Kapow! Can bat genes knock out cancer?

2 minute read

There’s lots we can learn from the super immunity of our mammalian mates.

From Count Dracula to Batfink to the numerous iterations of the Caped Crusader, nature’s only flying mammals hold a special fascination in the human imagination.

Moreover, while the blood-sucking and crime-fighting capers are impressive and entertaining, actual bats are arguably even more remarkable critters than their movie and TV creations.       

Not only do they live longer than most animals of their size, their immune systems are incredibly robust, protecting them from viruses, such as ebola and covid, which cause carnage in humans.

It is this latter capability which scientists believe could ultimately improve disease treatments and save more lives than Batman and Robin could ever hope to.

The key to understanding how bats might become such lifesavers lies in sequencing their genomes, something American scientists have now done for two species of bats found the South American nation of Belize: the Jamaican fruit bat and the delightfully named Mesoamerican moustached bat. 

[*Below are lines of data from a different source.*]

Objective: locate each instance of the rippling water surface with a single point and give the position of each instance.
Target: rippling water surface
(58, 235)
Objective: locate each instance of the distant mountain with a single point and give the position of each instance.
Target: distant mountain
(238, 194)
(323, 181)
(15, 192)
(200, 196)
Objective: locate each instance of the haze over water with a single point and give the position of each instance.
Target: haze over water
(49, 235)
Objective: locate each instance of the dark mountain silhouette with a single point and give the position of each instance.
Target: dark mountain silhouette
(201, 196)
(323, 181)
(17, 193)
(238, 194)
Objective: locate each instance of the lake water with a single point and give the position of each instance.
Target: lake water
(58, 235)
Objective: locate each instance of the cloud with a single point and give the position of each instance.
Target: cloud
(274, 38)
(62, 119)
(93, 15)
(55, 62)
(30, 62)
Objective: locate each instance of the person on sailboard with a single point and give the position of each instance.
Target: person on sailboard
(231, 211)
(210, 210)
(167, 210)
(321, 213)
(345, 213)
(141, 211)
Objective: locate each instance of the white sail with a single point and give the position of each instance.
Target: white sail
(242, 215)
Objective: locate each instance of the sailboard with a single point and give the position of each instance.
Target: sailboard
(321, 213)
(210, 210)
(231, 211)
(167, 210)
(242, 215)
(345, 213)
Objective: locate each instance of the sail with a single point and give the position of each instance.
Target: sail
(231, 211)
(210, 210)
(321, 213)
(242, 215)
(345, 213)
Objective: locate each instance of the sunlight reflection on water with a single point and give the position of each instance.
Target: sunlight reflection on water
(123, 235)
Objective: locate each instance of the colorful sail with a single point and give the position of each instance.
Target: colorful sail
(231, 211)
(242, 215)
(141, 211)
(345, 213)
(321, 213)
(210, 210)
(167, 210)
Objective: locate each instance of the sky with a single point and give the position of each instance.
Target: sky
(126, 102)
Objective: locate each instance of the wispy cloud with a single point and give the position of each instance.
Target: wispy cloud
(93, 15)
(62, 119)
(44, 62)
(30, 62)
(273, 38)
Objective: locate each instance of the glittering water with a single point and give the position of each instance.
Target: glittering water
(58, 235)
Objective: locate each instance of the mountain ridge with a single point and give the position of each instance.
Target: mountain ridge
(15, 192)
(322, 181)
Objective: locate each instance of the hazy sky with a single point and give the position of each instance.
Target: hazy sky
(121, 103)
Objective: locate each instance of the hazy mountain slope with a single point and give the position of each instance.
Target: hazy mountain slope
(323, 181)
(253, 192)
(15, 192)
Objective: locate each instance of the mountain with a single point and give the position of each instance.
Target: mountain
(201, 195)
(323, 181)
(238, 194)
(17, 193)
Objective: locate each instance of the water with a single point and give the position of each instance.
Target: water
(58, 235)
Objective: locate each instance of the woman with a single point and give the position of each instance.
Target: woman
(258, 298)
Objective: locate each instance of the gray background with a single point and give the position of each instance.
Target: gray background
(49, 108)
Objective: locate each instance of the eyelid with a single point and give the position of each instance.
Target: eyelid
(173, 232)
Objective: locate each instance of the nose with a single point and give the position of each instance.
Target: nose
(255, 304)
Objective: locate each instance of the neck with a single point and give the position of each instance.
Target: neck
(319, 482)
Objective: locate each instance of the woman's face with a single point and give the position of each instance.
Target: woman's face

Publishing in the journal Genome Biology and Evolution, boffins from the Cold Spring Harbour Laboratory say that when they compared the two bat genomes with other mammals, they found that rapid evolution had streamlined bat genomes to protect against infections – and immune overreactions to them – and, importantly, cancers.

Using something called Oxford Nanopore sequencing technology, the researchers compared the Belize bat genome sequences with 15 other bat and mammal genomes, including humans.

This work revealed an unknown shift in levels of two inflammatory protein-coding genes called interferon-alpha and interferon-omega.

“Bats have dialled down the immune system’s alarm by shedding genes that produce interferon-alpha,” CSHL researcher Armin Scheben told media.

“This may be responsible for their high viral tolerance. It prevents overactive immune responses that harm healthy tissue – one of the reasons infections are so damaging to humans.”

The researchers also found that compared with other mammals, bat genomes contain more changes in cancer-related genes, including six that repair DNA and 46 that suppress tumours.

By now looking at how these immune genes are regulated and expressed, the scientists hope they may be able to discover insights into the links between immunity, ageing and cancer in humans.

To which we can only say: “Holy Pteronotus mesoamericanus, Batman! Let’s hope our batty boffins can help crack that code!”